The attack on the PREMIUM TIMES journalist has been condemned by several groups like the Committee to Protect Journalists (CPJ), Civil Liberties Organisation (CLO), and the Independent Newspaper Publishers Association (INPA).

One of the fake stories, which is being circulated on the Internet, claimed that Mr Ukpong duped his uncle, a retired professor, of some huge amount of money, which caused him to die of heartbreak.

The widow of the late professor has refuted the lie against the journalist.

Publishers were said to have received a bribe of N10, 000 (about U.S $28) each from the Akwa Ibom government to publish the fake stories in their papers.

One of the publishers who refused to be part of the campaign against Mr Ukpong told PREMIUM TIMES that Essien Ndueso, a media aide to the Akwa Ibom governor, Udom Emmanuel, informed him that the funding was provided by the Commissioner for Works in the state, Ephraim Inyang.

Mr Ndueso in an interview with PREMIUM TIMES denied having a hand in the campaign against Mr Ukpong. He also denied being the publisher of Global Pilot, a local paper that is at the forefront of publishing lies against the PREMIUM TIMES reporter.

“I have never been a publisher in my life,” he said. “I am not publishing any newspaper.”

The Commissioner for Works, Ephraim Inyang, has not responded to calls and text messages sent to his telephone lines.

A non-governmental organisation in Abuja, the Committee for Political Freedom & Responsibility (Cpfr), said that the suspension of the erring publisher was a welcome development in the fight against fake news.

“The impact of fake news is becoming a major social issue, globally, and it is even more worrisome to see journalists act as fabricators and circulators of fake news,” the group said on Thursday in a statement issued by its National Chairman, Ubong Ikpatt.

“We, therefore, commend the Consolidated Chapel for sanctioning Mr Ephraim Ikpe for this breach of journalism ethics.

“We implore His Excellency Governor Udom Emmanuel and the Akwa Ibom State Government to come clean, by sanctioning its officials said to be responsible for the smear campaign against the Premium Times reporter,” Mr Ikpatt added in the statement.

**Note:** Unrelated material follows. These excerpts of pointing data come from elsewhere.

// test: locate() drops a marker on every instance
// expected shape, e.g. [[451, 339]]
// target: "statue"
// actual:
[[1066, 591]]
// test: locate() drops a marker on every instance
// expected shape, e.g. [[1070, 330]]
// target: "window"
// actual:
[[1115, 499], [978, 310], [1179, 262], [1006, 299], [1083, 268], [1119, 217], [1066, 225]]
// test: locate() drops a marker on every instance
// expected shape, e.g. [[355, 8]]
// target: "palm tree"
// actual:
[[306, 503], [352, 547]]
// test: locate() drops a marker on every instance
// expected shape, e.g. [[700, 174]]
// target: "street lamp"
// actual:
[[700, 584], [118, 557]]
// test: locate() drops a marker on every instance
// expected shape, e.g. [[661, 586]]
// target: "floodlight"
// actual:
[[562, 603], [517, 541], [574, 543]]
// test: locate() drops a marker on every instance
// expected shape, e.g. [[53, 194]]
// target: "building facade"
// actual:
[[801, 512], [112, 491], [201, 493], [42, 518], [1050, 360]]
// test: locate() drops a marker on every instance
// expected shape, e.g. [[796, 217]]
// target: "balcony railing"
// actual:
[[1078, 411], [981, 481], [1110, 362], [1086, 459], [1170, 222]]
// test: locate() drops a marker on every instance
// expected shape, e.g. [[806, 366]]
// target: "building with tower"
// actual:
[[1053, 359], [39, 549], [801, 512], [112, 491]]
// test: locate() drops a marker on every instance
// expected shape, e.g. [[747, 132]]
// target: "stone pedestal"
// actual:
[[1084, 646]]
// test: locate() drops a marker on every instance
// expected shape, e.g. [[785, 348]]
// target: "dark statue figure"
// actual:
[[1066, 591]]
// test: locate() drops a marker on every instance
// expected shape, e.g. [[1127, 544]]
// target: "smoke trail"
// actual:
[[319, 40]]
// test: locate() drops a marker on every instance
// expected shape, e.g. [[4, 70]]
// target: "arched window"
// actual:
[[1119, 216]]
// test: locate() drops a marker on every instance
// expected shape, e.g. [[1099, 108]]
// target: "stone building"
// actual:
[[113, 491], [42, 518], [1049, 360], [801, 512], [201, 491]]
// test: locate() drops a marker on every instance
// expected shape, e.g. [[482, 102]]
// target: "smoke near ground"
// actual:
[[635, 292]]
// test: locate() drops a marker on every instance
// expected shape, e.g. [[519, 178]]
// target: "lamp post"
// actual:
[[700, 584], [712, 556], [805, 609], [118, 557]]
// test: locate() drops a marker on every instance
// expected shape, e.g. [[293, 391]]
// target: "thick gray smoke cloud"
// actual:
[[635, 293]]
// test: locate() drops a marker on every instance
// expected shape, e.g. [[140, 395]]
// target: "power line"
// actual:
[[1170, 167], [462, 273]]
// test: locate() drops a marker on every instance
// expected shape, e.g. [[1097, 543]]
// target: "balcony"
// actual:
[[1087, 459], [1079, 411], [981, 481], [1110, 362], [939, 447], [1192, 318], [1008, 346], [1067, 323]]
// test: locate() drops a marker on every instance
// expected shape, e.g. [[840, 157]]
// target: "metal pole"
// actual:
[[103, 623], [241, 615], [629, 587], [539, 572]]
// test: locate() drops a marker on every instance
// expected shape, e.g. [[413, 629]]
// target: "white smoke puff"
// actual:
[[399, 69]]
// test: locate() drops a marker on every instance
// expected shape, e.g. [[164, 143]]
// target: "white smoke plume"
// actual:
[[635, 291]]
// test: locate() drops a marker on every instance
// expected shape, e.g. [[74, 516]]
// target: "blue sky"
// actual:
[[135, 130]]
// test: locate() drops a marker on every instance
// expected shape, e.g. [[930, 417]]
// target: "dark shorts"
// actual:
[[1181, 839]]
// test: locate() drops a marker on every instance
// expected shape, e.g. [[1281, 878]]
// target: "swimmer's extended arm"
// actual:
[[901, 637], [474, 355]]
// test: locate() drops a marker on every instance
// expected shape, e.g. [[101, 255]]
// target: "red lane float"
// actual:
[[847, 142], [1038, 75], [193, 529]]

Meanwhile, the editor of The Anchor, another paper which published the fake stories against the PREMIUM TIMES reporter, said he has resigned his appointment with the paper.

The editor, Andrew Obot, said he had objected to the story being used in the paper the first day he saw it because, according to him, he sensed that it was fake.

He said the publisher, Joseph Okon, who is Governor Emmanuel’s aide on grassroots mobilization, bypassed him to get the fake story into the paper.

“I first saw that same story in Global Pilot, a paper owned by Essien Ndueso, the Special Assistant on Media to Governor Udom Emmanuel.

“I wouldn’t have allowed it into The Anchor newspaper if I were around when they brought it back. Or maybe there would have been a clash between me and the publisher,” Mr Obot told PREMIUM TIMES.

He added, “I have told him if the matter gets to court that it is him, and not me, that will stand in for it. After all, he only put my name there as an editor, whereas it is him that decides everything that is published in the paper.”

When PREMIUM TIMES contacted the governor’s aide, Mr Okon, he lied that he was not the owner of The Anchor newspaper, despite the evidence to the contrary.